In CUDA, kernel functions are always void
.
If you want to return a single value from a kernel, you have to write it into a „result“ pointer that is passed to the kernel. Sketched here, as an example:
extern "C"
__global__ void computeSomething(, ..., int *result)
{
int index = blockIdx.x * blockDim.x + threadIdx.x;
// ...
if (index == 0) result[0] = 12345;
}
On host side, there is some boilerplate code involved: You have to allocate (device) memory for that, and afterwards, copy it back to the host.
// Allocate memory for the result (a single int value)
CUdeviceptr resultPointer = new CUdeviceptr();
cuMemAlloc(resultPointer, 1 * Sizeof.INT);
// Set up the kernel parameters.

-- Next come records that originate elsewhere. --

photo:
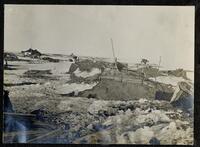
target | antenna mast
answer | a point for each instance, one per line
(113, 52)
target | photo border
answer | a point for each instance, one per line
(195, 3)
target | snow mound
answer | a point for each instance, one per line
(86, 74)
(68, 88)
(168, 80)
(97, 105)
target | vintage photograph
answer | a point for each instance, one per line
(91, 74)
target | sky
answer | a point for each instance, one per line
(137, 31)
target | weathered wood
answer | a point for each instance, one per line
(9, 134)
(52, 133)
(19, 114)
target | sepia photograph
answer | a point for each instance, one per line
(98, 74)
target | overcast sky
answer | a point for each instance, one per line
(137, 31)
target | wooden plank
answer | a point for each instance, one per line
(52, 133)
(19, 114)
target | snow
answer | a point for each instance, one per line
(97, 105)
(68, 88)
(168, 80)
(86, 74)
(56, 68)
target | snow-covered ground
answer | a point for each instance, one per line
(86, 74)
(173, 80)
(132, 122)
(74, 87)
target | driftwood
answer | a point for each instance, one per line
(52, 133)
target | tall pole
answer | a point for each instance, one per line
(113, 52)
(112, 48)
(158, 67)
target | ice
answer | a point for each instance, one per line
(86, 74)
(68, 88)
(168, 80)
(97, 105)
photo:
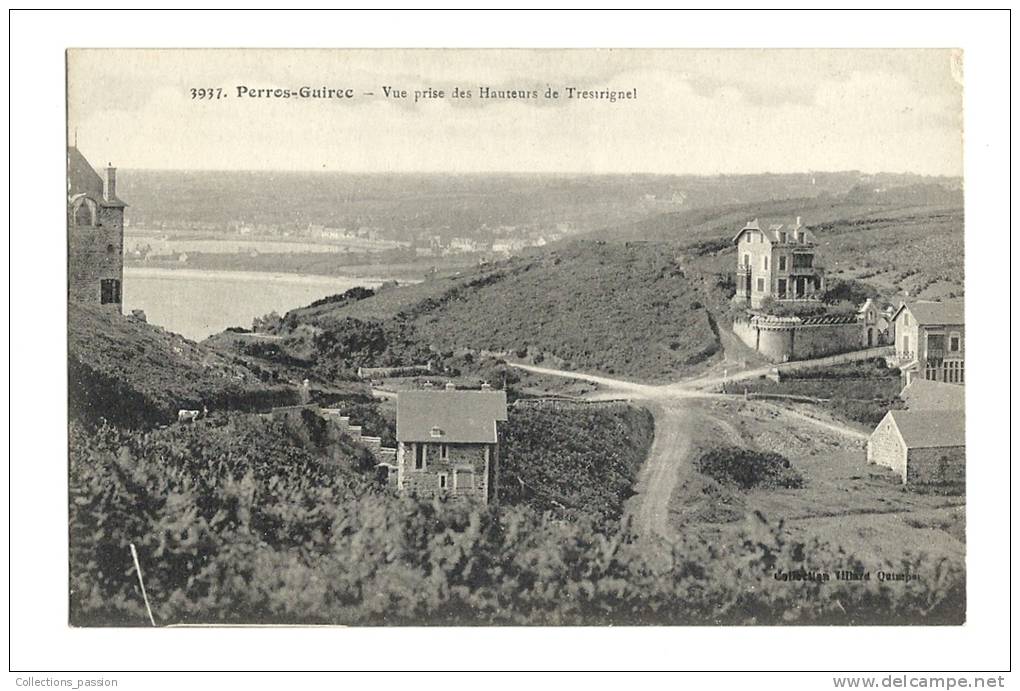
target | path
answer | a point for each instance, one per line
(675, 417)
(666, 460)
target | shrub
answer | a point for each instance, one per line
(574, 459)
(748, 469)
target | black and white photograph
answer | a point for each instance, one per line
(402, 343)
(561, 338)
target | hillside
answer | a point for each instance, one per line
(134, 374)
(618, 309)
(902, 240)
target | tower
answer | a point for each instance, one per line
(95, 234)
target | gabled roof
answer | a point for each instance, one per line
(922, 394)
(455, 416)
(83, 179)
(931, 313)
(773, 231)
(929, 429)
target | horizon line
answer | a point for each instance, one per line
(549, 173)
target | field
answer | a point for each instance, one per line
(591, 306)
(136, 375)
(864, 508)
(901, 240)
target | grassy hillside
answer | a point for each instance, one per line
(618, 309)
(239, 520)
(134, 374)
(907, 239)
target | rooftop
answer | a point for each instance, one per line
(926, 312)
(774, 230)
(930, 429)
(455, 416)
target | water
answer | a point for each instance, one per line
(197, 304)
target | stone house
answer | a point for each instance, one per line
(925, 444)
(924, 447)
(929, 340)
(448, 442)
(875, 325)
(776, 261)
(95, 234)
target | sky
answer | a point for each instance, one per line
(696, 111)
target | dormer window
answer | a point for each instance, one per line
(85, 213)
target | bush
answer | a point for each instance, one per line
(250, 526)
(748, 469)
(574, 459)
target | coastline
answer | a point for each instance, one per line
(292, 278)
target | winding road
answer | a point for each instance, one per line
(676, 411)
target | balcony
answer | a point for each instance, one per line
(803, 270)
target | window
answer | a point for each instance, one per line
(802, 260)
(109, 291)
(463, 480)
(85, 214)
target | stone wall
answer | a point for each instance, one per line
(465, 469)
(783, 340)
(95, 253)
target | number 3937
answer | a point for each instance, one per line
(207, 93)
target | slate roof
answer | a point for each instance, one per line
(773, 231)
(83, 179)
(457, 416)
(930, 313)
(929, 429)
(922, 394)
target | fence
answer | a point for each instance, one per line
(839, 358)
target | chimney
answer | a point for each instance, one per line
(111, 183)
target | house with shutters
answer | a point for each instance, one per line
(929, 340)
(776, 260)
(448, 442)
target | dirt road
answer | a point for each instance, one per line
(667, 459)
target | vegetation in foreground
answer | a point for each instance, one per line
(236, 521)
(573, 459)
(747, 469)
(135, 375)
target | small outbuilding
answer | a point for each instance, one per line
(923, 446)
(448, 442)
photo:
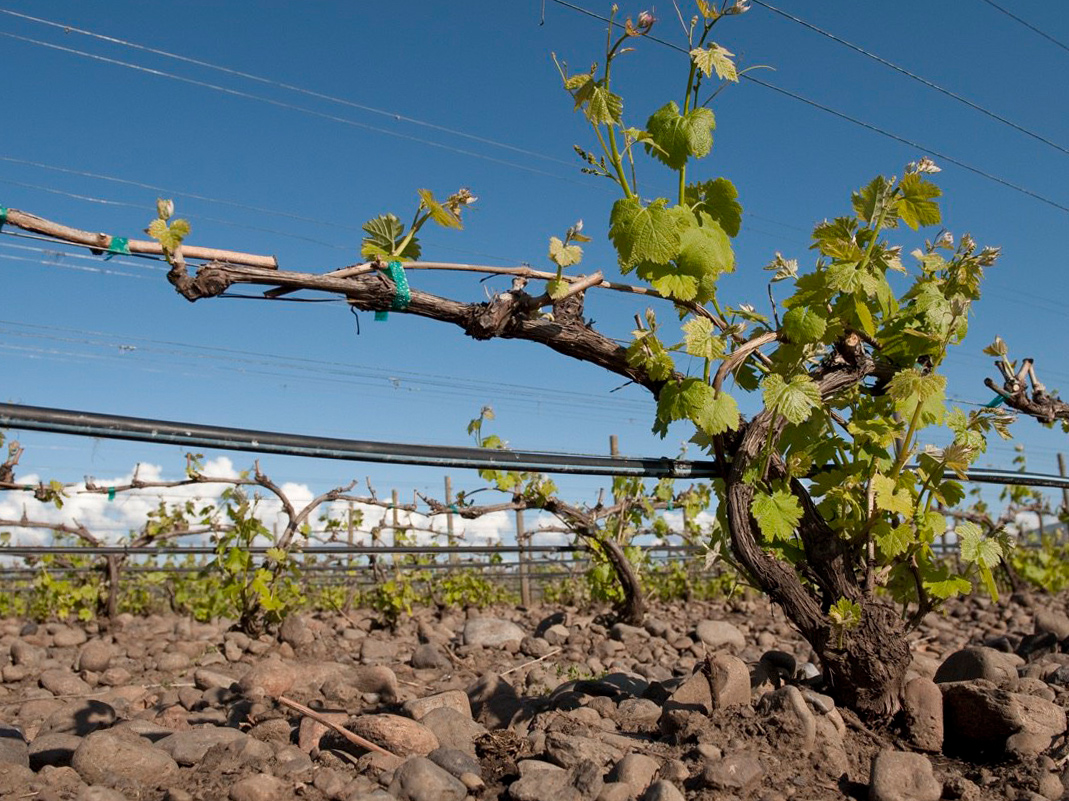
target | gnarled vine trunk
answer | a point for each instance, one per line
(865, 666)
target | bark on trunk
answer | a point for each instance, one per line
(864, 666)
(632, 610)
(868, 673)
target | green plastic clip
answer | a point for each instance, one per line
(402, 295)
(119, 246)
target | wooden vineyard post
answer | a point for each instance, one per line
(349, 536)
(525, 585)
(450, 537)
(397, 524)
(1065, 492)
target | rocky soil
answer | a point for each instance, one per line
(706, 701)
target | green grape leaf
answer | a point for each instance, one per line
(649, 354)
(575, 82)
(846, 614)
(564, 256)
(715, 58)
(930, 525)
(645, 233)
(719, 413)
(975, 547)
(893, 542)
(680, 136)
(777, 514)
(889, 497)
(157, 229)
(870, 200)
(384, 233)
(602, 107)
(180, 229)
(693, 399)
(803, 325)
(915, 205)
(865, 317)
(700, 339)
(706, 249)
(795, 400)
(718, 199)
(556, 289)
(944, 585)
(678, 286)
(438, 213)
(909, 387)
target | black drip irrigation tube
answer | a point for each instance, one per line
(186, 434)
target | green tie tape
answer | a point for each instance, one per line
(119, 246)
(402, 295)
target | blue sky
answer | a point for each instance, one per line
(447, 95)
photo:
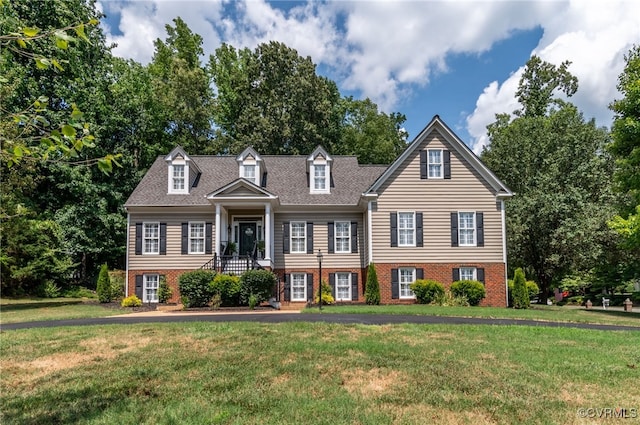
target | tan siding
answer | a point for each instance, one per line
(320, 242)
(173, 259)
(436, 199)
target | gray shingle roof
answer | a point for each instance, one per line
(286, 178)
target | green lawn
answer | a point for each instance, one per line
(544, 313)
(315, 373)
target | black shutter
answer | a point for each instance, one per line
(447, 164)
(163, 238)
(354, 286)
(394, 229)
(480, 229)
(185, 239)
(480, 275)
(332, 283)
(208, 233)
(139, 289)
(309, 238)
(285, 237)
(354, 237)
(310, 287)
(331, 241)
(138, 238)
(454, 229)
(287, 287)
(395, 284)
(456, 274)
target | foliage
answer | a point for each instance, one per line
(164, 290)
(327, 298)
(103, 287)
(131, 301)
(471, 289)
(427, 290)
(372, 290)
(260, 283)
(195, 287)
(228, 288)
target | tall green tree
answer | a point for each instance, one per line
(556, 163)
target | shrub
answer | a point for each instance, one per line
(131, 301)
(426, 290)
(327, 298)
(260, 283)
(228, 288)
(103, 287)
(195, 287)
(471, 289)
(164, 291)
(372, 290)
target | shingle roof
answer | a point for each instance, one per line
(286, 178)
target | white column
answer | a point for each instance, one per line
(268, 225)
(218, 230)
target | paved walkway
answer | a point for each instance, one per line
(277, 316)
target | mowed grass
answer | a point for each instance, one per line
(30, 310)
(314, 373)
(543, 313)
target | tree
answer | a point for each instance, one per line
(557, 165)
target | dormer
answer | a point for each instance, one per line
(250, 166)
(182, 172)
(319, 166)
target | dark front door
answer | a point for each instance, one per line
(247, 238)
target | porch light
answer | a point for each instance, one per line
(319, 257)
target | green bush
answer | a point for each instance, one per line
(260, 283)
(372, 290)
(131, 301)
(426, 290)
(228, 288)
(195, 287)
(164, 291)
(471, 289)
(103, 287)
(327, 298)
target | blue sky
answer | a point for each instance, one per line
(458, 59)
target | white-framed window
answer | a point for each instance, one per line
(467, 228)
(406, 229)
(468, 273)
(151, 283)
(343, 286)
(435, 165)
(196, 238)
(298, 232)
(342, 236)
(151, 238)
(298, 287)
(406, 277)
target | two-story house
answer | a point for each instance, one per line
(437, 212)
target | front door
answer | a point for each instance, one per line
(248, 234)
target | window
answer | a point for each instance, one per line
(298, 287)
(196, 238)
(406, 229)
(407, 277)
(468, 273)
(343, 286)
(343, 236)
(435, 163)
(467, 228)
(150, 289)
(298, 237)
(151, 238)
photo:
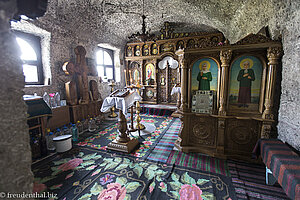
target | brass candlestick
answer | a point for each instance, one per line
(138, 119)
(112, 110)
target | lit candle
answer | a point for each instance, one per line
(130, 77)
(125, 77)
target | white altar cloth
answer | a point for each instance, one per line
(121, 103)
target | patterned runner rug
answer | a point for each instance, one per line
(199, 161)
(249, 182)
(101, 139)
(164, 147)
(85, 173)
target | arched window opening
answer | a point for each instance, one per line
(31, 57)
(105, 64)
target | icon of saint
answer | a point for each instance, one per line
(204, 76)
(245, 77)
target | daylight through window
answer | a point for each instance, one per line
(105, 64)
(31, 57)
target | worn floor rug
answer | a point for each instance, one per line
(102, 138)
(86, 173)
(164, 147)
(199, 161)
(250, 183)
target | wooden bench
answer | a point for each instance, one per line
(282, 164)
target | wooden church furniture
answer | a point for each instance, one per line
(283, 164)
(83, 97)
(242, 77)
(123, 143)
(60, 117)
(37, 114)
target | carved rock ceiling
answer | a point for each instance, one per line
(112, 21)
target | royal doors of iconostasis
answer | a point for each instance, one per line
(157, 77)
(168, 77)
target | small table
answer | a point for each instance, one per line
(177, 90)
(123, 143)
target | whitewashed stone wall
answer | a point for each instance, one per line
(15, 154)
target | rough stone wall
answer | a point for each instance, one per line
(62, 44)
(15, 154)
(289, 112)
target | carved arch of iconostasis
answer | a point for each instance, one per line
(135, 72)
(214, 71)
(167, 77)
(245, 94)
(150, 80)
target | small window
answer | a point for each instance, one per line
(30, 47)
(105, 64)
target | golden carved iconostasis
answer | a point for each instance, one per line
(226, 90)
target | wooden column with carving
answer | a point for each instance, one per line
(184, 84)
(273, 54)
(225, 57)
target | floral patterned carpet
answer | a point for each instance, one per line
(102, 138)
(87, 173)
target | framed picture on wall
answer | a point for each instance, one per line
(204, 75)
(246, 84)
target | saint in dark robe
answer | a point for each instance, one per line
(245, 77)
(204, 77)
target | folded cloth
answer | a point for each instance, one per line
(121, 103)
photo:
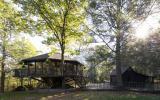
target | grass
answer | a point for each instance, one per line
(79, 95)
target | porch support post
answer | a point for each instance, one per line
(28, 69)
(35, 67)
(42, 67)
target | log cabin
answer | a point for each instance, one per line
(47, 70)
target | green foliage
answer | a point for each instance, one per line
(61, 20)
(144, 54)
(101, 61)
(22, 49)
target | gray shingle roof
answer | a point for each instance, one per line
(43, 57)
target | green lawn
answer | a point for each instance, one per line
(80, 95)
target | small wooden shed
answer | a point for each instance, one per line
(131, 78)
(47, 69)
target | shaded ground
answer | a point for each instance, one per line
(80, 95)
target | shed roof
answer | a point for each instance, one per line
(123, 69)
(54, 57)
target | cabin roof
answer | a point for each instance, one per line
(54, 57)
(123, 69)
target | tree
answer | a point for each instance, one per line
(61, 19)
(9, 25)
(21, 49)
(144, 54)
(112, 21)
(100, 62)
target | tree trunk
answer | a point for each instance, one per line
(62, 67)
(118, 62)
(118, 46)
(2, 68)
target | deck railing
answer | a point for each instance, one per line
(45, 72)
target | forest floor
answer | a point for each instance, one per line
(80, 95)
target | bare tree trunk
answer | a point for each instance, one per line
(2, 68)
(118, 62)
(118, 46)
(62, 67)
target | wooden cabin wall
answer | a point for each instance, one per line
(51, 68)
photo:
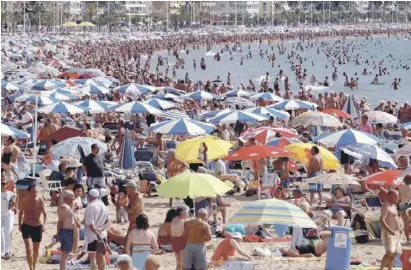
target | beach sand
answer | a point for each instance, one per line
(156, 209)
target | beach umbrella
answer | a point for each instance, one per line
(386, 178)
(188, 150)
(267, 96)
(42, 100)
(283, 141)
(134, 88)
(200, 95)
(301, 152)
(47, 85)
(405, 126)
(137, 107)
(94, 89)
(346, 137)
(361, 150)
(266, 134)
(272, 211)
(242, 117)
(237, 93)
(94, 106)
(160, 104)
(126, 158)
(350, 108)
(281, 115)
(311, 118)
(63, 108)
(293, 104)
(12, 131)
(69, 147)
(257, 152)
(335, 179)
(183, 126)
(337, 113)
(375, 117)
(8, 86)
(193, 185)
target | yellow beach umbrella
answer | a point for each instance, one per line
(188, 150)
(301, 152)
(86, 24)
(193, 185)
(70, 24)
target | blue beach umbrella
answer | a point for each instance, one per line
(293, 104)
(63, 108)
(242, 117)
(12, 131)
(350, 108)
(137, 107)
(126, 159)
(347, 137)
(183, 126)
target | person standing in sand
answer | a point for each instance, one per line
(391, 231)
(315, 168)
(178, 242)
(405, 203)
(30, 225)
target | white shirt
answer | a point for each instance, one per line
(26, 117)
(6, 197)
(96, 213)
(220, 168)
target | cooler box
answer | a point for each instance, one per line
(339, 249)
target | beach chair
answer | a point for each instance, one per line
(48, 186)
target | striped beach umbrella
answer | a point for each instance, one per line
(126, 158)
(242, 117)
(183, 126)
(12, 131)
(346, 137)
(63, 108)
(94, 89)
(350, 108)
(293, 104)
(160, 104)
(277, 114)
(272, 211)
(201, 95)
(267, 97)
(137, 107)
(94, 106)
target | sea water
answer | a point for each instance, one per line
(255, 68)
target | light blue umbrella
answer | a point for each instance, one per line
(200, 95)
(63, 108)
(134, 88)
(372, 151)
(94, 106)
(12, 131)
(183, 126)
(350, 108)
(281, 115)
(126, 159)
(293, 104)
(346, 137)
(69, 147)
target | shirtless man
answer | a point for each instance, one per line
(405, 203)
(314, 168)
(178, 242)
(135, 206)
(391, 231)
(30, 225)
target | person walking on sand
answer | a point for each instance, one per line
(30, 225)
(391, 231)
(196, 233)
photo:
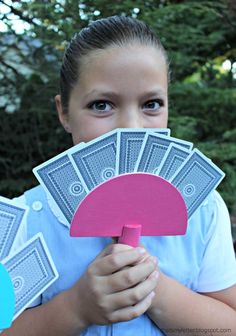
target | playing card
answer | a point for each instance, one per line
(60, 179)
(11, 218)
(129, 143)
(195, 179)
(96, 160)
(172, 160)
(153, 150)
(31, 270)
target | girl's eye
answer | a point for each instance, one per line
(153, 105)
(101, 106)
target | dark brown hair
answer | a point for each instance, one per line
(100, 34)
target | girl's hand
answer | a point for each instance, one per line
(118, 286)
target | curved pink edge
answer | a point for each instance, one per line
(131, 199)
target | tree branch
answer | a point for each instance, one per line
(19, 13)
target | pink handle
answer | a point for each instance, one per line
(130, 235)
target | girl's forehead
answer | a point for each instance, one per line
(128, 60)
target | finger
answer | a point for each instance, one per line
(134, 295)
(116, 261)
(131, 276)
(131, 312)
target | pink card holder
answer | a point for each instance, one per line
(131, 205)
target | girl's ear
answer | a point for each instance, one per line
(63, 117)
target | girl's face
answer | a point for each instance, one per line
(119, 87)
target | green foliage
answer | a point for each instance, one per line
(199, 37)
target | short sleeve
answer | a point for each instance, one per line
(218, 266)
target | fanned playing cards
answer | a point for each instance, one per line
(101, 187)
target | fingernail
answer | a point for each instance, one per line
(154, 260)
(155, 274)
(141, 250)
(151, 295)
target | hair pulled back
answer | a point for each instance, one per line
(100, 34)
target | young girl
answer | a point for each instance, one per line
(115, 74)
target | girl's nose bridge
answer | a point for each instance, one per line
(131, 119)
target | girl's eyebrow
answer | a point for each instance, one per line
(156, 92)
(112, 94)
(109, 94)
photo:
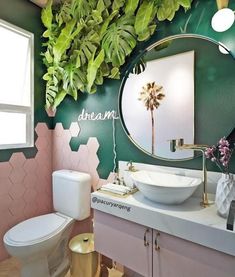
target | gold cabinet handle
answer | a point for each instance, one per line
(157, 247)
(146, 243)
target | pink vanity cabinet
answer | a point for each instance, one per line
(125, 242)
(176, 257)
(157, 254)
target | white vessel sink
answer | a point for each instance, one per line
(165, 188)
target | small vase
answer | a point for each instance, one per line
(225, 193)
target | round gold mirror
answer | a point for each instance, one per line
(179, 88)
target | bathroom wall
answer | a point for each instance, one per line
(195, 21)
(86, 145)
(25, 174)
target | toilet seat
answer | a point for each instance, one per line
(44, 227)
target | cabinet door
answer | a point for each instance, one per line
(180, 258)
(123, 241)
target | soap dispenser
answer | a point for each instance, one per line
(126, 175)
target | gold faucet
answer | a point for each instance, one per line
(179, 144)
(131, 167)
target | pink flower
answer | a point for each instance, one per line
(221, 154)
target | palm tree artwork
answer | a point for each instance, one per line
(151, 95)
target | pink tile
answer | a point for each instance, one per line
(17, 208)
(6, 221)
(5, 169)
(17, 160)
(30, 166)
(83, 151)
(41, 129)
(43, 158)
(58, 131)
(83, 166)
(93, 161)
(94, 179)
(5, 202)
(74, 129)
(74, 158)
(30, 195)
(17, 175)
(5, 185)
(41, 143)
(93, 145)
(30, 181)
(17, 191)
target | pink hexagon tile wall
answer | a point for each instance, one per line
(84, 159)
(25, 184)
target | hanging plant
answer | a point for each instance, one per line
(87, 40)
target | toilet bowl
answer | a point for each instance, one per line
(40, 243)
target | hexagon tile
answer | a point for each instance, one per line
(85, 159)
(25, 184)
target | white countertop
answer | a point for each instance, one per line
(188, 221)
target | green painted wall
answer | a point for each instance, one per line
(196, 21)
(26, 15)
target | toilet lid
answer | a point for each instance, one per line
(36, 229)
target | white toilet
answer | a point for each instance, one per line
(40, 243)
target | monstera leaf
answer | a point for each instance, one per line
(93, 66)
(131, 6)
(167, 9)
(86, 47)
(143, 21)
(64, 40)
(119, 40)
(47, 15)
(87, 40)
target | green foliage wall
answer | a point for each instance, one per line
(196, 21)
(87, 40)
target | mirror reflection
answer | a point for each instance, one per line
(177, 94)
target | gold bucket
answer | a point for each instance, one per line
(85, 261)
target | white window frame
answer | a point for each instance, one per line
(27, 110)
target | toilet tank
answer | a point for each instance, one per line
(71, 193)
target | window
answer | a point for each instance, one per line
(16, 87)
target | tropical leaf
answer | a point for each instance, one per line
(58, 99)
(119, 40)
(47, 15)
(185, 3)
(117, 4)
(51, 92)
(106, 23)
(144, 18)
(115, 73)
(167, 9)
(139, 67)
(87, 40)
(92, 69)
(82, 8)
(86, 47)
(63, 41)
(131, 6)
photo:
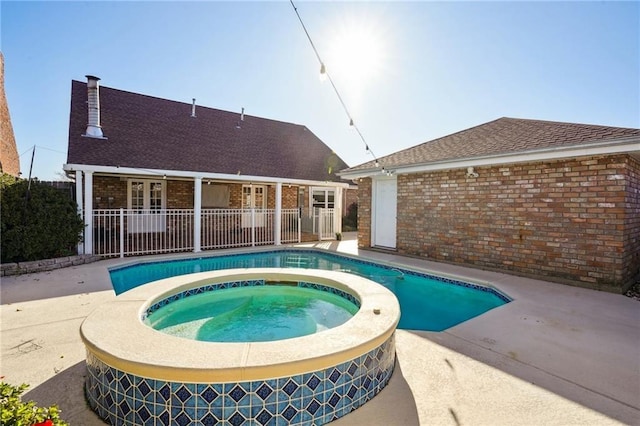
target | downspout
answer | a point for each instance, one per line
(88, 212)
(197, 214)
(80, 212)
(278, 219)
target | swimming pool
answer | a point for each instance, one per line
(427, 302)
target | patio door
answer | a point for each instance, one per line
(384, 212)
(254, 197)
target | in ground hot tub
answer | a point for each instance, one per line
(139, 376)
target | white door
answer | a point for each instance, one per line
(384, 202)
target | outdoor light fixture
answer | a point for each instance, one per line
(323, 72)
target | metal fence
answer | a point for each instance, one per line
(320, 222)
(128, 232)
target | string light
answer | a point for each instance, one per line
(323, 74)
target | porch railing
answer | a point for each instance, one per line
(127, 232)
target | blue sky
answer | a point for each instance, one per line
(424, 69)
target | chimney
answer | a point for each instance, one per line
(93, 126)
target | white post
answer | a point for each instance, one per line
(121, 232)
(253, 226)
(80, 204)
(337, 211)
(197, 214)
(278, 219)
(88, 212)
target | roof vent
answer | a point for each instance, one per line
(94, 130)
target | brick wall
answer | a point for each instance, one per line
(631, 234)
(572, 221)
(289, 197)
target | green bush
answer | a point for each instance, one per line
(41, 223)
(14, 412)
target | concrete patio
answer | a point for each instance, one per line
(556, 355)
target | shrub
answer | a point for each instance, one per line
(14, 412)
(38, 223)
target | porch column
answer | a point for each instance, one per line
(80, 204)
(278, 220)
(197, 214)
(88, 212)
(338, 205)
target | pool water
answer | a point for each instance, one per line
(427, 302)
(252, 314)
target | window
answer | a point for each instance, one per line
(323, 198)
(146, 195)
(254, 197)
(147, 198)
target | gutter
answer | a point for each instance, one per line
(160, 173)
(624, 145)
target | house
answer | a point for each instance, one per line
(154, 175)
(556, 201)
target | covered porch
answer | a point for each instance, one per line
(130, 212)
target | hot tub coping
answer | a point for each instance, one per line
(115, 333)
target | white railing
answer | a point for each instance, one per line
(126, 232)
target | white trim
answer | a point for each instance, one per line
(197, 215)
(80, 204)
(88, 212)
(627, 145)
(278, 227)
(160, 173)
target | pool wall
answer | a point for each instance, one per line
(138, 376)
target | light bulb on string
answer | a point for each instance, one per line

The last parameter
// is the "result" pointer
Pointer kernelParameters = Pointer.to(
...
Pointer.to(resultPointer)
);
// Call the kernel function. This will write
// a single value into the "result" pointer
cuLaunchKernel(function, gx, 0, 0, bx, 0, 0,
0, null, kernelParameters, null);
cuCtxSynchronize();
// Copy the value from the result pointer to a host array
int resultArray[] = new int[1];
cuMemcpyDtoH(Pointer.to(resultArray), resultPointer, 1 * Sizeof.INT);
This is cumbersome, indeed. But note that this is not related to JCuda. In CUDA-C, you basically have to do the same thing when using the driver API.
Also note that you have to be very careful about what you are doing with this (single!) result variable in the kernel. If you have to keep in mind that the kernel is executed by thousands of threads at once. You may have noticed that I wrote this in the kernel:
if (index == 0) result[0] = 12345;
If you just wrote
result[0] = someResult;
then all the threads would write to the same memory location, at the same time, which would basically produce unpredictable results…
(EDIT: BTW: Everything fine - the default language for the project support forums here is English )